Un sueño, repetí mientras Barnabas me acompañaba de regreso a la habitación.

El demonio no había dicho nada más tras aquella revelación, y parecía encontrarse igual de pensativo que yo. Quizá intentando desentrañar el significado que ocultaba.

Todo mi interior bullía a causa de la multitud de emociones que había liberado ese falso recuerdo. No me había reconocido, como tampoco había reconocido al Señor de los Demonios que la perla de la memoria nos había mostrado; aquel Setan casi desenfadado... Esa Eir coqueta que no dudaba en usar sus encantos para mantener la atención del demonio.

Sacudí la cabeza mientras me sentaba sobre la cama, intentando digerir lo que habíamos visto. Intentando descubrir qué verdad podía ocultar aquel sueño del Señor de los Demonios.

«Porque tu nombre es equilibrio, Eir Gerber: representa lo que una vez amé y lo que alguna vez odié.»

Bien era cierto que el Señor de los Demonios, al principio, me había llamado por mi nombre completo.
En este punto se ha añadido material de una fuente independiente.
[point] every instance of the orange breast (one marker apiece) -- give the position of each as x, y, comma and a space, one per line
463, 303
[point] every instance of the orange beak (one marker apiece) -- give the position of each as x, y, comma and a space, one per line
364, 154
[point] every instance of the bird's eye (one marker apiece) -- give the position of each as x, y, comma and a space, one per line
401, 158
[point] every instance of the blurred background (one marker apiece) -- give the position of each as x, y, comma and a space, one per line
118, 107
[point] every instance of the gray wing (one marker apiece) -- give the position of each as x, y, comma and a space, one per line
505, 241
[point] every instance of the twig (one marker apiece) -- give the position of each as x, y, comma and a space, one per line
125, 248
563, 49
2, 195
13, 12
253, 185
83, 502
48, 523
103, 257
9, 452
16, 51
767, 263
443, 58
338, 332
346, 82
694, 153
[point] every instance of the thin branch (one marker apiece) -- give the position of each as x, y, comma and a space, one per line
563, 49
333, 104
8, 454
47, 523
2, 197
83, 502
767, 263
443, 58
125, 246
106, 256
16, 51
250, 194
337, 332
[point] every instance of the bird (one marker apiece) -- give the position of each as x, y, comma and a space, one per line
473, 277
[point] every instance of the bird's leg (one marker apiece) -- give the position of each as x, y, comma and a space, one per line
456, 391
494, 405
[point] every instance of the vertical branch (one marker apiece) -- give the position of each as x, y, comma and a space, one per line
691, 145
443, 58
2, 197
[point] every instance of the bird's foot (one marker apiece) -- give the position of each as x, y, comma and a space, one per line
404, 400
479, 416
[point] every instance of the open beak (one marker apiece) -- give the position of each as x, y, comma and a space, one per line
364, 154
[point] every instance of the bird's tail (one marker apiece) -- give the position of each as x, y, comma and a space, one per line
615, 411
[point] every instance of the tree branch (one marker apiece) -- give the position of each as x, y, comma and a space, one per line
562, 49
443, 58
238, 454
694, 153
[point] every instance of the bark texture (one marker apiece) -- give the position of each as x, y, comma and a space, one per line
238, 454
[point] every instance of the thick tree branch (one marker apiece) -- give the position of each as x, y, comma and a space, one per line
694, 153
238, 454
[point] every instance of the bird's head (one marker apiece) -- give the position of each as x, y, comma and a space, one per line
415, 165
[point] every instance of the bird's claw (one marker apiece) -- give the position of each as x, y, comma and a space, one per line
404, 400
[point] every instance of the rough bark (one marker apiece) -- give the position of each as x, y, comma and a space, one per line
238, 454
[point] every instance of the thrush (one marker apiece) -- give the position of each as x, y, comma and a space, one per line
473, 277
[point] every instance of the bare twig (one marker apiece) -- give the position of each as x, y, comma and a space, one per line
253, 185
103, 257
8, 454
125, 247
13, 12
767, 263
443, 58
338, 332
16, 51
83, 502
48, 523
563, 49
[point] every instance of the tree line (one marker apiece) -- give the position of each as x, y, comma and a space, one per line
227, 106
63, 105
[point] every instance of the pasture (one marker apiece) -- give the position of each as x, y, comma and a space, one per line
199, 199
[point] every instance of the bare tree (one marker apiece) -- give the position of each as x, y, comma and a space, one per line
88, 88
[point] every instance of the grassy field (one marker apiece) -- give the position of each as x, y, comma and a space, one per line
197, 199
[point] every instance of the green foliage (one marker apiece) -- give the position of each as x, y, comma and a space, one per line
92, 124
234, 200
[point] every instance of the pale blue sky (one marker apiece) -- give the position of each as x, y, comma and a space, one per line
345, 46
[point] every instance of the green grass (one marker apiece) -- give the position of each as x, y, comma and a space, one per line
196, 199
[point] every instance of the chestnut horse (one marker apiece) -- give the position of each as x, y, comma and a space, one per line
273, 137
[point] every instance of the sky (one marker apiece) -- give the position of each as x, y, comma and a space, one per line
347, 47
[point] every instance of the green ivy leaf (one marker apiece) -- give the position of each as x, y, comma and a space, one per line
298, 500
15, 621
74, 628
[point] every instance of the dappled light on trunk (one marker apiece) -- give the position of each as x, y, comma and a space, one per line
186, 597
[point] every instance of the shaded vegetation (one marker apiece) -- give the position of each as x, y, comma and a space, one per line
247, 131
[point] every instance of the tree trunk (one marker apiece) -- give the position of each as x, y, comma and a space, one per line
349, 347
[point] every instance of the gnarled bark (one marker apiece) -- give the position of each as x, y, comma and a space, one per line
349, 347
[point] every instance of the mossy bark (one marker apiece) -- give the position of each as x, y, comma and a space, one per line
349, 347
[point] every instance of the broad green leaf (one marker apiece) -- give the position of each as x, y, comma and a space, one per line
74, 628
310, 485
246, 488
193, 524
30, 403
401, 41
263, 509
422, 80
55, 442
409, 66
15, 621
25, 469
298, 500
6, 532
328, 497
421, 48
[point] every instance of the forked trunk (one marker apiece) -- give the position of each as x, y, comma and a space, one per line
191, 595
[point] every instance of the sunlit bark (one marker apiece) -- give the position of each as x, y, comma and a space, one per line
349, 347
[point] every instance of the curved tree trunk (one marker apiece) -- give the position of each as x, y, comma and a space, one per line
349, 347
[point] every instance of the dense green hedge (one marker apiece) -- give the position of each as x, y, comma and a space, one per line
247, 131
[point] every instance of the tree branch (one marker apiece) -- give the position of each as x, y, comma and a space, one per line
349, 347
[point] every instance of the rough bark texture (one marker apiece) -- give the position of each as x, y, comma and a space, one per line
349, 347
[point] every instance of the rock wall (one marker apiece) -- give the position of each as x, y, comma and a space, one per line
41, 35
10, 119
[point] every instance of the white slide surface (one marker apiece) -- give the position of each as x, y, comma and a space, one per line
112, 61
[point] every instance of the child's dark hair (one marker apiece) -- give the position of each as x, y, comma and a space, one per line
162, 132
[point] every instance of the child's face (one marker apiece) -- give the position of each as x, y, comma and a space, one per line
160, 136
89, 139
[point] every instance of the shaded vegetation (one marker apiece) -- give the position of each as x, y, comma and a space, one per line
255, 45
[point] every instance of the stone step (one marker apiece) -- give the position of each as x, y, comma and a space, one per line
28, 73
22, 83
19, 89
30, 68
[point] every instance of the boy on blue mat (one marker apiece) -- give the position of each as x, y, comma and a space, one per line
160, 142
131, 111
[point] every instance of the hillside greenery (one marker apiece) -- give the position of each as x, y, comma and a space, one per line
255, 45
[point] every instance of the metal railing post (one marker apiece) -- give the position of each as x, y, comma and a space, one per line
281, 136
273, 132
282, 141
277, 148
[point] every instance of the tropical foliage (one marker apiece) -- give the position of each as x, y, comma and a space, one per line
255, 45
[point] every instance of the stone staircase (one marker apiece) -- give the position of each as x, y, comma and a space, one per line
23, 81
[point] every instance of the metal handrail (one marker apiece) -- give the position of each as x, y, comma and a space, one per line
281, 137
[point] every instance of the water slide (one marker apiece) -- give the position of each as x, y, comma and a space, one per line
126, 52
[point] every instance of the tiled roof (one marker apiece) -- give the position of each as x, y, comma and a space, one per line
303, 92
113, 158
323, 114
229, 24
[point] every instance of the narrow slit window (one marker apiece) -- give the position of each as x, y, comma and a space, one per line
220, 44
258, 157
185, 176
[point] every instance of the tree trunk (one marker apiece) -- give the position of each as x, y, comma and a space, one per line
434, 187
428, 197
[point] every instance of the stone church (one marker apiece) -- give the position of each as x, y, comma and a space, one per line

Luego, mucho tiempo después, simplemente me había llamado Eir; ahora me desconcertaba aquel sutil cambio, y esa maldita frase se repetía en bucle dentro de mi cabeza.

Como si fuera una pieza importante.

Observé a Barnabas paseándose de un lado a otro, sumido en sus propios pensamientos. Se había encerrado en un extraño mutismo desde que me hubiera explicado que el recuerdo, en realidad, era un sueño; un inquietante sueño de Setan, por retorcido que pudiera sonar. El demonio de ojos grises tenía el ceño fruncido y sus erráticos movimientos denotaban el nerviosismo que le embargaba en aquellos instantes.

Barnabas había entendido algo de aquel sueño.

—¿Qué sucede? —pregunté en voz alta.

Su mirada gris se desvió en mi dirección, pero no dijo una sola palabra.

Me masajeé las sienes, conteniendo una mueca de dolor ante el insistente pálpito que se había instalado en esa zona de mi cabeza. Las imágenes de las perlas, además del momento en que Bathsheba me había confirmado con aquella silenciosa respuesta lo que había sucedido con algunas de las elegidas, empezaron a presionar las paredes, provocándome una ligera molestia.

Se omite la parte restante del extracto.